Certainly there are volunteer program managers without a professional development budget, though the question is whether or not this is true for other positions in an agency or just for us. But the fact is many of us won’t spend our own money for anything – once again because we don’t see a career path for which we are willing to extend ourselves. It’s a fact: If we’re in a job, we expect our employer to pay our expenses. If we’re in a career, we don’t expect someone else to obtain it for us, though we’ll happily accept reimbursement if we can get it.

More proof that money is not really the issue is that many conference scholarships have been known to go begging. We also don’t brainstorm how to cut expenses. For example, I’ve suggested for years that volunteer centers or DOVIAs organize a group bus rental to take local people to a state or nearby national conference. I’ve never seen it happen (if you have, please tell us all how it worked out, please). Further, only a handful of workshop sponsors even try to ask outside sources for funds, such as underwriting the cost of speaker fees and travel.

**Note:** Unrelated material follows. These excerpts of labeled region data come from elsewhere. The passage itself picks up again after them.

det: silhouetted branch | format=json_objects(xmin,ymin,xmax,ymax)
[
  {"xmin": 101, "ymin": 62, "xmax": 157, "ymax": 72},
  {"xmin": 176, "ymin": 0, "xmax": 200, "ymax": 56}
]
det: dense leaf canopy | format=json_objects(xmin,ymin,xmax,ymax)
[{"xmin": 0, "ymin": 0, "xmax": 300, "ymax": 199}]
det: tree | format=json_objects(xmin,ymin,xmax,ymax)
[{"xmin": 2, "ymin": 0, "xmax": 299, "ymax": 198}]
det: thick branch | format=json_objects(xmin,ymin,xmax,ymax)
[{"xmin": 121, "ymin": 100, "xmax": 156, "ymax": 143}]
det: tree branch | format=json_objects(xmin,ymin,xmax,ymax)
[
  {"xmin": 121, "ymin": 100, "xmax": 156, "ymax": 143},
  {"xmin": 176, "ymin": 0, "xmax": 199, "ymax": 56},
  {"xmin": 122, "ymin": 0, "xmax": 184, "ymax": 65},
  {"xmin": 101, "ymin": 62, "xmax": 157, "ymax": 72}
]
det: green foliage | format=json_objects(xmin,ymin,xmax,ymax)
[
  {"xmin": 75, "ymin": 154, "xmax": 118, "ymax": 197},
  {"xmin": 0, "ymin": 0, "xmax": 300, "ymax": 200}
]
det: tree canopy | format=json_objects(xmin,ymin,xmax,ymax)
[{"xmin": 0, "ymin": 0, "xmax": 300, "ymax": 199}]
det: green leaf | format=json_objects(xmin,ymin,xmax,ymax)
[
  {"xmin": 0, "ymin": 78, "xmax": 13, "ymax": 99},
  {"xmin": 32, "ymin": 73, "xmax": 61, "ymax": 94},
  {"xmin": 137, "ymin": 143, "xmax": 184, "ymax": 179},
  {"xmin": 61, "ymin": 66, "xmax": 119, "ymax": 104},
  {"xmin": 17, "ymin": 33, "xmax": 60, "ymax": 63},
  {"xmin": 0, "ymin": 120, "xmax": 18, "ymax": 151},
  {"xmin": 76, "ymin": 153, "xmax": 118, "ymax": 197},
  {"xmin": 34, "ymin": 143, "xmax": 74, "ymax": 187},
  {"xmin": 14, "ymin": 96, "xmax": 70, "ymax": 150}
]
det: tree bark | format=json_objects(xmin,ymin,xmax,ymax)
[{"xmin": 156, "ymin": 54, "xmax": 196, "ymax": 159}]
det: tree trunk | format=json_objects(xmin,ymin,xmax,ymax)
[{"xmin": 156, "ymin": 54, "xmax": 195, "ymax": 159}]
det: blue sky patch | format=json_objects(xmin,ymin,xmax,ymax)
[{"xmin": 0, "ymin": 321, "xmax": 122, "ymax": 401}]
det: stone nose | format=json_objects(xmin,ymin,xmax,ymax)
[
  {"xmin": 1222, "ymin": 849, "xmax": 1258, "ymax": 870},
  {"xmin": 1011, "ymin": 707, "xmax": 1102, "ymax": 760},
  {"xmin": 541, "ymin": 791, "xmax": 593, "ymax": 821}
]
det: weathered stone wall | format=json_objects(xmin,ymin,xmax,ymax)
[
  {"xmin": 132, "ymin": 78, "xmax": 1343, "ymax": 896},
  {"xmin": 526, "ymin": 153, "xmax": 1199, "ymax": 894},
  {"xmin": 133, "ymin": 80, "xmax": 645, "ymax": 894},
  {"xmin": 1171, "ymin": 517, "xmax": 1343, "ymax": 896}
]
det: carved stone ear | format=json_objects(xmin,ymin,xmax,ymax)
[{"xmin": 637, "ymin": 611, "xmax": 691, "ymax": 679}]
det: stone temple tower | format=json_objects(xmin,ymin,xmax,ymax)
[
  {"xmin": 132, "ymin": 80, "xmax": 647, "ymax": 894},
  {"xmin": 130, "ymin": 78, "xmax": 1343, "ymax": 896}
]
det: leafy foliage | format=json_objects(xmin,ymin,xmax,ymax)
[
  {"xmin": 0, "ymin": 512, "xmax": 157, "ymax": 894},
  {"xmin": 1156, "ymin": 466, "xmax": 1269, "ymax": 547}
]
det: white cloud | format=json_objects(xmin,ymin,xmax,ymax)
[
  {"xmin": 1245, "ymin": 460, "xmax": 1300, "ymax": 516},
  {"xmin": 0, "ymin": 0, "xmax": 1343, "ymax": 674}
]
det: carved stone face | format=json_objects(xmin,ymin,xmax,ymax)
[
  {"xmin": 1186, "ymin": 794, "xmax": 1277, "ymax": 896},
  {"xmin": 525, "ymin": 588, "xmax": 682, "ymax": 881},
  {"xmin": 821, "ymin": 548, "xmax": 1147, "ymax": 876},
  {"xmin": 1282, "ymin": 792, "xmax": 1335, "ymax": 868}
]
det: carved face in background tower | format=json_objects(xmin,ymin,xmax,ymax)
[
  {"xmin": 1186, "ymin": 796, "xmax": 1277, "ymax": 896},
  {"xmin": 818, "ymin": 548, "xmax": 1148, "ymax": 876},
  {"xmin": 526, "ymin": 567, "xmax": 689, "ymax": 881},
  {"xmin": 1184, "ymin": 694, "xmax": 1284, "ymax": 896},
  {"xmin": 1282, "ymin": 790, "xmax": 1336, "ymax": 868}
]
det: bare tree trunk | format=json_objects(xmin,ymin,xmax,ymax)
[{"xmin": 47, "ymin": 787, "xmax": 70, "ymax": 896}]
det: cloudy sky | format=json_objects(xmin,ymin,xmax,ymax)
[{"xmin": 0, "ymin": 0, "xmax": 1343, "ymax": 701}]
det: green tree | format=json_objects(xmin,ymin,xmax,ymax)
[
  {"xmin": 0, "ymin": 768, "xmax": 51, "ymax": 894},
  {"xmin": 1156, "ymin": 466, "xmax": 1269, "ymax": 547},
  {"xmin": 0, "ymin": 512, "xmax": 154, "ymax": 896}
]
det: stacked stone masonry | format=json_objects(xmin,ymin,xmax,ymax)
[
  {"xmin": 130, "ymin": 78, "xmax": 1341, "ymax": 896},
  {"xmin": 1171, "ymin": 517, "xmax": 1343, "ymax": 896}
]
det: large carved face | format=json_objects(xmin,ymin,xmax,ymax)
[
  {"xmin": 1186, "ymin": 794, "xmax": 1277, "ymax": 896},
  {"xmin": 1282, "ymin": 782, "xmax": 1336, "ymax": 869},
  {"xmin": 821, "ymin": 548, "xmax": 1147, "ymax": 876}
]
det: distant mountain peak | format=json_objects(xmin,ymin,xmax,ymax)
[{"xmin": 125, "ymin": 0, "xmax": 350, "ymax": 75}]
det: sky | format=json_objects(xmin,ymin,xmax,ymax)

Finally, some will say that the problem is being in a field that’s predominantly women. Sure there is some correlation, but look at teachers, nurses, and social workers, all of whom are disproportionately female and yet have managed to create strong professional associations.

Do you agree our professional associations are generally weak?

Why do you think this is?

What can we do about it? (Maybe we can make some collective new year’s resolutions to try out some of the ideas.)